Vorab: Ich hatte schonmal einen jungen Hund, habe also schon Erfahrung was die Erziehung der kleinen betrifft. Trotzdem ... jeder Hund ist anders.
1. Homer, ein Bordercollie-Mix, mein altes Baby (lebt jetzt glücklich bei meinem Ex) war ein richtiger Rabauke. Aber er war sehr schnell stubenrein.

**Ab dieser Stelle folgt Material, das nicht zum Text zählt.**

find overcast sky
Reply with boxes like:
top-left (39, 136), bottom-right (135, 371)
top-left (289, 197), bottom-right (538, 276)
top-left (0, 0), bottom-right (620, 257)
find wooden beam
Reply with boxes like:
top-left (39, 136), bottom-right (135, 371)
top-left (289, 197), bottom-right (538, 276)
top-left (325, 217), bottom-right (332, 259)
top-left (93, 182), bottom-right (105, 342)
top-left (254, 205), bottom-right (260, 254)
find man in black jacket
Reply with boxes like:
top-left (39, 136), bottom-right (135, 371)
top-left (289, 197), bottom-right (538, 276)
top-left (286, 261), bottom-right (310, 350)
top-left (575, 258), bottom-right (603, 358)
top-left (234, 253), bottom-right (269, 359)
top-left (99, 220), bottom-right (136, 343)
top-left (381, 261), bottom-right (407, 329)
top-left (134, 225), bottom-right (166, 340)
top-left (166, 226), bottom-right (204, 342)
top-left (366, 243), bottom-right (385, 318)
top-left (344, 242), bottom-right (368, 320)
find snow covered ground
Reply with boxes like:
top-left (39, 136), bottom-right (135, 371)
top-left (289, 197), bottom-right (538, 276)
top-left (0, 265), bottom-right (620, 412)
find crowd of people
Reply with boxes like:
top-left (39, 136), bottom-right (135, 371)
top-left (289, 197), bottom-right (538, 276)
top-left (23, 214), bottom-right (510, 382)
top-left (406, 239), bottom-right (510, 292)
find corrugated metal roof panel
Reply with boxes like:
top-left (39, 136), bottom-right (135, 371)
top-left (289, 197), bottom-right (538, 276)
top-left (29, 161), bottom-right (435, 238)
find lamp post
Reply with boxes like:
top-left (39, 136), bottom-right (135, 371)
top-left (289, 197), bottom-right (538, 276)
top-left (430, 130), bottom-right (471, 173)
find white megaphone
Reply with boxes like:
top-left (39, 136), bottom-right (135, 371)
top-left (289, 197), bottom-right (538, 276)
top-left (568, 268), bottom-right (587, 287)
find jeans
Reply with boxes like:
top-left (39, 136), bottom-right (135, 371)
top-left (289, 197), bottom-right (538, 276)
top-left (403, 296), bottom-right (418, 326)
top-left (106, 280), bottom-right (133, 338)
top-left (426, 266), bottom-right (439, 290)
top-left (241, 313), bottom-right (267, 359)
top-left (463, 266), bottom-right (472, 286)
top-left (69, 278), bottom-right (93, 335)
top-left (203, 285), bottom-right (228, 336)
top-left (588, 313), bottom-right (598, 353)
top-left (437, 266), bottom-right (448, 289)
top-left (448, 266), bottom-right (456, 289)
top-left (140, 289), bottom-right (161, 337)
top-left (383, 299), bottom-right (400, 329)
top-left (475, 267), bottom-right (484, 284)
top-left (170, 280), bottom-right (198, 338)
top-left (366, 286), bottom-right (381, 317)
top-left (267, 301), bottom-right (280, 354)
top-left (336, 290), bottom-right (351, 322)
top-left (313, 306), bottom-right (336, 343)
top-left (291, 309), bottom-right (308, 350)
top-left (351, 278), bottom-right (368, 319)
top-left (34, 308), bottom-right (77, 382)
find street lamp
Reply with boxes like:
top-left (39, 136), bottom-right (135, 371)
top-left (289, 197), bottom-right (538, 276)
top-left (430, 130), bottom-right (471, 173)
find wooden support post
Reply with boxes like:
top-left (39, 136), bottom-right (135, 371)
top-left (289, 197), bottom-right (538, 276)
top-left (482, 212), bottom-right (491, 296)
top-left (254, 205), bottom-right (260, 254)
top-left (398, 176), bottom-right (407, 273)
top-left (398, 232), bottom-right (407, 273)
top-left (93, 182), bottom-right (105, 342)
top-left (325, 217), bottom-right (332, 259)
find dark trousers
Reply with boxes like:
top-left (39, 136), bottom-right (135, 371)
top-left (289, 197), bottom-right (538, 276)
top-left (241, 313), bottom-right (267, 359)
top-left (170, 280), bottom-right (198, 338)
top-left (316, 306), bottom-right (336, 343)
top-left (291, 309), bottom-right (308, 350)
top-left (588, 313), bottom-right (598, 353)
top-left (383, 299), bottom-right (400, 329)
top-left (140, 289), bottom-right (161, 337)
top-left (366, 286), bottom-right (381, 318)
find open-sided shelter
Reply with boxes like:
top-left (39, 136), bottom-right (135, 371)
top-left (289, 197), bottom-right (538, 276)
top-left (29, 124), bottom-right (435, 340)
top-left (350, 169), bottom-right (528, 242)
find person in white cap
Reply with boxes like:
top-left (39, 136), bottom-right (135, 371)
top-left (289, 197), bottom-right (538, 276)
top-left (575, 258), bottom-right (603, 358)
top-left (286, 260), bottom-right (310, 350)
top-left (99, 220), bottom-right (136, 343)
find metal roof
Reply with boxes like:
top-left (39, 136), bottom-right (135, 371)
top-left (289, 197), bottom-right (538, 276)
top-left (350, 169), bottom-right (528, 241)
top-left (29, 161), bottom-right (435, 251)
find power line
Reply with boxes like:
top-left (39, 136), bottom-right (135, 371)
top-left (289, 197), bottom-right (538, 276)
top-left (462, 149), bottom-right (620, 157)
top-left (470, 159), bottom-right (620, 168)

Unser neuer, Husky Yoggi (jetzt ca. 3,5 Monate alt, seit 4 Wochen bei uns) macht mir allerdings etwas Sorgen. Da ist ein letztes Tröpfchen ... Und das ist wirklich so. Er macht das super, meldet sich morgens wenn er muss, kommt an und meldet sich wenn er muss. Aber manchmal scheint er das einfach zu vergessen. Dann schaut er einen noch groß an und pieselt auf den Teppich ... Was kann ich da tun? Wieso rafft er es in 80 % der Fälle und manchmal nicht???2. Wir wollen dem kleinen beibringen ab und an etwas allein zu sein. Es gibt nämlich immer mal wieder Situationen wo der Kleine nicht immer mit kann. Diese Situation hat sich bei unserem Homer damals nicht so ergeben. Er war einfach immmer überall dabei

Naja aber Yoggi soll / muss das lernen. Denke das sollte jeder Hund können und mal mitmachen ...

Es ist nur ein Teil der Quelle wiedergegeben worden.